Should they stop talking to this circle? Not necessarily. Yes, it is true: this circle may not help them grow. Yes, this circle might damage them if they can't learn how to filter what they hear. But by leaving this circle, the exact mindset that everyone is replaceable is fed into. "This circle of friends isn't fitting my needs, so I should simply find another". No! This is exactly how love never gets the chance to come alive again. Talking to this group will undoubtedly cause more pain, but if someone cannot survive exposure to the idea that people are replaceable, then they will not be able to resurrect their love. In fact, someone stuck in this situation now has the most important and least enviable position of all: they should help teach the others how to love through example. The idea of love can be kept alive by constantly showing it. When someone in the group is heartbroken after a miserable one night stand, they must come to their aid. When someone is considering cutting off a friend of ten years due to a bad vacation together, they absolutely must be the voice of reason against it. All as gently and as lovingly as possible, and without judgement. This is extremely painful to do. And, to make it worse, this will almost certainly become the position of someone trying to resurrect love in themselves eventually. But, without showing it to others, they will never be able to regain it. Learning how to show love in these unfavorable conditions is exactly how someone's opinion of it can slowly be repaired and revived.

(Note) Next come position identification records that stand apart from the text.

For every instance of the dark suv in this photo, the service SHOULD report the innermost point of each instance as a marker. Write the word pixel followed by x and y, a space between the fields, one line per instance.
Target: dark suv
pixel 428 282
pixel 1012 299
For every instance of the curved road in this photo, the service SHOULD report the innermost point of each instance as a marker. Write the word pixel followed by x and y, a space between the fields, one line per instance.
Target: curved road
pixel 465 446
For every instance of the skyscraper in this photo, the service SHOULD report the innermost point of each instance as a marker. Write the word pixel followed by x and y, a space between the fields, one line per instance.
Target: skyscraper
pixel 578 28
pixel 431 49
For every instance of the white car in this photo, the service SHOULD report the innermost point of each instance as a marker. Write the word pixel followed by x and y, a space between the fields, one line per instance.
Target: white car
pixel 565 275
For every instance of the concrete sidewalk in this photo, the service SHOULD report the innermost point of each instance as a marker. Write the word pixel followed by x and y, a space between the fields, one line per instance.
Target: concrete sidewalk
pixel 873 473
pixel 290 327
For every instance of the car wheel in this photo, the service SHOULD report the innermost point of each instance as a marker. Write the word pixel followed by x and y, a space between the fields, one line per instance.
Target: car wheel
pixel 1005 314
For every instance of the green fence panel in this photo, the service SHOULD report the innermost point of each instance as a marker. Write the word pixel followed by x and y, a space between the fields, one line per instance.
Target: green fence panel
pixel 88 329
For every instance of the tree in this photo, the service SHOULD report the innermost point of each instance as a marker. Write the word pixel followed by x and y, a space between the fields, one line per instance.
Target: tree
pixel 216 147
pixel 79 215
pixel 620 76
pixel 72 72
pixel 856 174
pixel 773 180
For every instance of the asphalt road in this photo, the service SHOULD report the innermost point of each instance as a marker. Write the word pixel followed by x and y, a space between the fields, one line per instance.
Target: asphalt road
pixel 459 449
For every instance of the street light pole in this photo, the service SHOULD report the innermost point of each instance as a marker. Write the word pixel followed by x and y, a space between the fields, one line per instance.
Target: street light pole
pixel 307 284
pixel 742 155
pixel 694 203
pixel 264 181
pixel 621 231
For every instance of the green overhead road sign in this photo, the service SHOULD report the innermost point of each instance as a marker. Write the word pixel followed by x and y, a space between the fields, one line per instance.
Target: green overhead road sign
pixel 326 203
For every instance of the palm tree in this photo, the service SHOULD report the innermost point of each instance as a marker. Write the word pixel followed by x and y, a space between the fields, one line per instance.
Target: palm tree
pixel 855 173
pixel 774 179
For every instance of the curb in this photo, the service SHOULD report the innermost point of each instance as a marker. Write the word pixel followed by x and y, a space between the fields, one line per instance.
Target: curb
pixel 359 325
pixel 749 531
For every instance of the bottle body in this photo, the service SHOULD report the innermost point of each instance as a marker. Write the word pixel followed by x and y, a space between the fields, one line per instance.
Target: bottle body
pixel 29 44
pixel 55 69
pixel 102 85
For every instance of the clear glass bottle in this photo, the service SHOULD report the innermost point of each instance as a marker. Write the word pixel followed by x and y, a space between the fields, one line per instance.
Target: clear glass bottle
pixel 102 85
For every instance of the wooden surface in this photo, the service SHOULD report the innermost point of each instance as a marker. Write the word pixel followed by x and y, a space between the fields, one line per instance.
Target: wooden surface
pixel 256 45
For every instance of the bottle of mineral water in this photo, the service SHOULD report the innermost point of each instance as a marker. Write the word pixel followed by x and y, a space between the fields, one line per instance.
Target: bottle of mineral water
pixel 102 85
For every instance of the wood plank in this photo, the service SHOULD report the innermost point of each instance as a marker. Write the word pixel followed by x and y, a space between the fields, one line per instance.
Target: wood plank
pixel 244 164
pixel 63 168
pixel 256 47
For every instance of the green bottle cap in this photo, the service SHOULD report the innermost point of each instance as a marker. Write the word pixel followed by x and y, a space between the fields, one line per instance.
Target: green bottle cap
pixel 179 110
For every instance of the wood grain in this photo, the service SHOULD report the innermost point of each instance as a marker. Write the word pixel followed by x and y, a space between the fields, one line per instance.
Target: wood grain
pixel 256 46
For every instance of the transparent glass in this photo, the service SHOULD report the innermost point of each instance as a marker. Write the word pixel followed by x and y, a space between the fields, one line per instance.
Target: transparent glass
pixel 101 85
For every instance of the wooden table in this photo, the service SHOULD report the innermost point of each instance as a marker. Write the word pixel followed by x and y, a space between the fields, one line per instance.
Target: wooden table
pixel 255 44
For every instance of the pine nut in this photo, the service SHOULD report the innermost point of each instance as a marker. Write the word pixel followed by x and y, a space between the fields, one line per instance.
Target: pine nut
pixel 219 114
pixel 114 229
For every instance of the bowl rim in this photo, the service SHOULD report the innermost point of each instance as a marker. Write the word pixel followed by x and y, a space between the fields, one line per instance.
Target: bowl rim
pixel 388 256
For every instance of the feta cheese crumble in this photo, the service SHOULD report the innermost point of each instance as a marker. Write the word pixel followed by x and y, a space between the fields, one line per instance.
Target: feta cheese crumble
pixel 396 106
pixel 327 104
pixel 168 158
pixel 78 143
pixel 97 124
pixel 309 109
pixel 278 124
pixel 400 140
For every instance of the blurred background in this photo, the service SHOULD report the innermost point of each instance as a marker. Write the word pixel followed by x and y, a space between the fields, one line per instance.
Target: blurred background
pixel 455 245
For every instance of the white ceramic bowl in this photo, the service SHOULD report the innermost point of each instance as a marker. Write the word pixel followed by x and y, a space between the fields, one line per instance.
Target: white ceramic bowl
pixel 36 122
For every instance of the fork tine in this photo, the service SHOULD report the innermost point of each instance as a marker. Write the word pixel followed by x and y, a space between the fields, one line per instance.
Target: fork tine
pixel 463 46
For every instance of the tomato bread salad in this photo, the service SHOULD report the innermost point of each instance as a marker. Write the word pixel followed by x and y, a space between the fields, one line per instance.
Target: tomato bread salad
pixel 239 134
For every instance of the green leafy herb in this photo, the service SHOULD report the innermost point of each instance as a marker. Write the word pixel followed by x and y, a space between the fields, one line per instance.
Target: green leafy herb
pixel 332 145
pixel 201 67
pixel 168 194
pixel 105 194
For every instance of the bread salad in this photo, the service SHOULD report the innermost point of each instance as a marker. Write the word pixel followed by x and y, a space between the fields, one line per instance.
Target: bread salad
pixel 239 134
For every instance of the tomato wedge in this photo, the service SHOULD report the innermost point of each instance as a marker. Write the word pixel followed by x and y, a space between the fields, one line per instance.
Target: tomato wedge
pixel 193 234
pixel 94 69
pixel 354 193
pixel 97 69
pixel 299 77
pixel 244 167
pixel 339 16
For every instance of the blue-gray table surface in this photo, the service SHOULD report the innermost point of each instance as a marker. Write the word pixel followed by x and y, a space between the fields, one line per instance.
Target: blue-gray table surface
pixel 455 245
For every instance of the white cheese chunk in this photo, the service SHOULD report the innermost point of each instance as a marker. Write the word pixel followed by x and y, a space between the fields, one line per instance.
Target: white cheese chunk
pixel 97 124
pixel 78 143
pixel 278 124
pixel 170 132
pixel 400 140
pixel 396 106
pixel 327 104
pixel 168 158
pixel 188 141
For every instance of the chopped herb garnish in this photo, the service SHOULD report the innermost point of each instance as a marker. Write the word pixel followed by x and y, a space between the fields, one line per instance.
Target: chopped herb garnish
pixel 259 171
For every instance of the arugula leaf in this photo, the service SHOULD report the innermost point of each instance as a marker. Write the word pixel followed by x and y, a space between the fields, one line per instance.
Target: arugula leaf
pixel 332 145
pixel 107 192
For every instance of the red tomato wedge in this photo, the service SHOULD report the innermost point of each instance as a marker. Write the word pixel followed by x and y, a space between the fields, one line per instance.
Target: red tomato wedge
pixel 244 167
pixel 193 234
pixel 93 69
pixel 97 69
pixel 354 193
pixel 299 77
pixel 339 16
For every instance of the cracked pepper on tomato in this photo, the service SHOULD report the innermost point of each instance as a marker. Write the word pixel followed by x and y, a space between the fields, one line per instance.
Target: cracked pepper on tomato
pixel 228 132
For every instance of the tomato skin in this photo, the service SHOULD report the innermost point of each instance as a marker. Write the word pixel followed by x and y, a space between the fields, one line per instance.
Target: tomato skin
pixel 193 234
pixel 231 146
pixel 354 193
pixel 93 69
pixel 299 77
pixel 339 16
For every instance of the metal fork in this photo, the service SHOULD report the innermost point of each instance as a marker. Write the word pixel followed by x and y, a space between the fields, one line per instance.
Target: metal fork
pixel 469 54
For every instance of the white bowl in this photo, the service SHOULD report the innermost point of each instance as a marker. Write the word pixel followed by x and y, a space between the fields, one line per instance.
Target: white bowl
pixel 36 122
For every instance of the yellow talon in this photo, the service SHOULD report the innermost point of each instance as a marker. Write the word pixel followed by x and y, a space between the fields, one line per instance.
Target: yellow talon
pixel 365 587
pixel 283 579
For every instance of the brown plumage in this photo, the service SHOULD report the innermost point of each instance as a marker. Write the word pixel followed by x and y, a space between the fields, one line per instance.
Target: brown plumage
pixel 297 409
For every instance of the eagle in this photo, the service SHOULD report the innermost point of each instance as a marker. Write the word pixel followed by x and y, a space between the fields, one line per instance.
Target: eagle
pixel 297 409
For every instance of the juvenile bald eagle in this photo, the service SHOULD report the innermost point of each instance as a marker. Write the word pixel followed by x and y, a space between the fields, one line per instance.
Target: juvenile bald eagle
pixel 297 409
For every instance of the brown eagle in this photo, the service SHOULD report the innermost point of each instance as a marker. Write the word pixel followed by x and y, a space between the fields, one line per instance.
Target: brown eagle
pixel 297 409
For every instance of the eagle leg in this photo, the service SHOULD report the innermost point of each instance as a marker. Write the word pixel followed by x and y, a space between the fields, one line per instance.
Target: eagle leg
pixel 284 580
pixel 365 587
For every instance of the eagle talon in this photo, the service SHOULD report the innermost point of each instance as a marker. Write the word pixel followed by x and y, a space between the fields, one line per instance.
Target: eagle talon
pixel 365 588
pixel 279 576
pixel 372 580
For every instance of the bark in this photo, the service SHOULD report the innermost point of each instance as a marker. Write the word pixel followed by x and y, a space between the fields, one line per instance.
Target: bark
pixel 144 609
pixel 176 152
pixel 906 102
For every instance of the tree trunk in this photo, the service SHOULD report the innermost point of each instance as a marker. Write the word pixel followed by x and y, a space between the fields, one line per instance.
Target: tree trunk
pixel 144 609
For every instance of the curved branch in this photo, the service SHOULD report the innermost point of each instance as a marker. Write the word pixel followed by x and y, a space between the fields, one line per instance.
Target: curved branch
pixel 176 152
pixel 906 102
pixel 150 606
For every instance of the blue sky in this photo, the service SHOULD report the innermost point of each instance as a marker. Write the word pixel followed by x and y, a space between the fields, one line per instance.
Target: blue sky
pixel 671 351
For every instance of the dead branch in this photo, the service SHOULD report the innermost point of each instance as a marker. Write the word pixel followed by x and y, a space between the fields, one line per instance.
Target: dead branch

Perhaps this makes me look naive or innocent. I can already imagine an older jaded reader thinking that I truly don't understand how bad the situation is, and that it's impossible to rely on the natural goodwill of people. I have already received this complaint. I will be blunt: If this is your opinion, this was written precisely for you. I do not think that people are naturally good at heart, and this is exactly why the idea of love has rotted so far in the first place. I think that people have to be taught how to live with heart and conscience, and that we have a responsibility to at least try to teach this. We are not failures if we do not succeed, but not trying is exactly the same as leaving that same cat from earlier to starve.

I have never felt as miserable and as bitter as when I placed conditions on my ability to love. Choosing not to love breaks your ability to function and robs you of your potential happiness. You need to believe in love in order to reach your full happiness. And with that, I will leave the soapbox alone for some time.